Most of us, unfortunately, do not have our business data truly organized. We have unstructured data sources: This is the data creation component. Typically, this is data that’s not or cannot be stored in a structured, relational database.Includes both semi-structured and unstructured data sources. Example sources include: email, social data, XML data, videos, audio files, photos, GPS, satellite images, sensor data, spreadsheets, web log data, mobile data, RFID tags and PDF docs.

Try Hadoop: The Hadoop Distributed File System (HDFS) is the data storage component of the open source Apache Hadoop project. It can store any type of data – structured, semi-structured and unstructured. It is designed to run on low-cost commodity hardware and is able to scale out quickly and cheaply across thousands of machines.

There are also big data applications: This is the data action component. These are the applications, tools and utilities that have been natively built for users to access, interact, analyze and make decisions using data in Hadoop and other non-relational storage systems. It does not include traditional BI/analytics applications or tools that have been extended to support Hadoop.

MapReduce, is the resource management and processing component of Hadoop. MapReduce allows Hadoop developers to write optimized programs that can process large volumes of data, structured and unstructured, in parallel across clusters of machines in a reliable and fault-tolerant manner. For instance, a programmer can use MapReduce to find friends or calculate the average number of contacts in a social network application, or process web access log stats to analyze web traffic volume and patterns.
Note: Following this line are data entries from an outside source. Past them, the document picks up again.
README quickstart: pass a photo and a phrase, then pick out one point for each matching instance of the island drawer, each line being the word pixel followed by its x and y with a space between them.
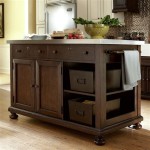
pixel 29 51
pixel 19 51
pixel 72 52
pixel 57 51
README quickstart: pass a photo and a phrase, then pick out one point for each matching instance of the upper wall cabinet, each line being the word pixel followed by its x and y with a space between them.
pixel 100 8
pixel 125 5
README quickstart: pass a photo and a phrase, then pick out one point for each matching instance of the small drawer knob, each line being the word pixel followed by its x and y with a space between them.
pixel 55 51
pixel 86 52
pixel 18 50
pixel 39 51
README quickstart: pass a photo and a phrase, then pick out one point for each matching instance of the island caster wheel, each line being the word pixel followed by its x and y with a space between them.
pixel 99 140
pixel 13 116
pixel 137 126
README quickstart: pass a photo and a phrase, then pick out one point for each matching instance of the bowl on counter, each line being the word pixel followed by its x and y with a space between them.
pixel 39 37
pixel 96 31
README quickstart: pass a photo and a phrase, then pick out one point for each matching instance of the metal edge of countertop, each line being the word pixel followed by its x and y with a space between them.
pixel 78 41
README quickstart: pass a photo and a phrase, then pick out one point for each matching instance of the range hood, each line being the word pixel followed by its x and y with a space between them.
pixel 59 2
Another benefit of MapReduce is that it processes the data where it resides (in HDFS) instead of moving it around, as is sometimes the case in a traditional EDW system. It also comes with a built-in recovery system – so if one machine goes down, MapReduce knows where to go to get another copy of the data. Although MapReduce processing is lightning fast when compared to more traditional methods, its jobs must be run in batch mode. This has proven to be a limitation for organizations that need to process data more frequently and/or closer to real time. The good news is that with the release of Hadoop 2.0, the resource management functionality has been packaged separately (it’s called YARN) so that MapReduce does not get bottlenecked and can stay focused on what it does best: processing data.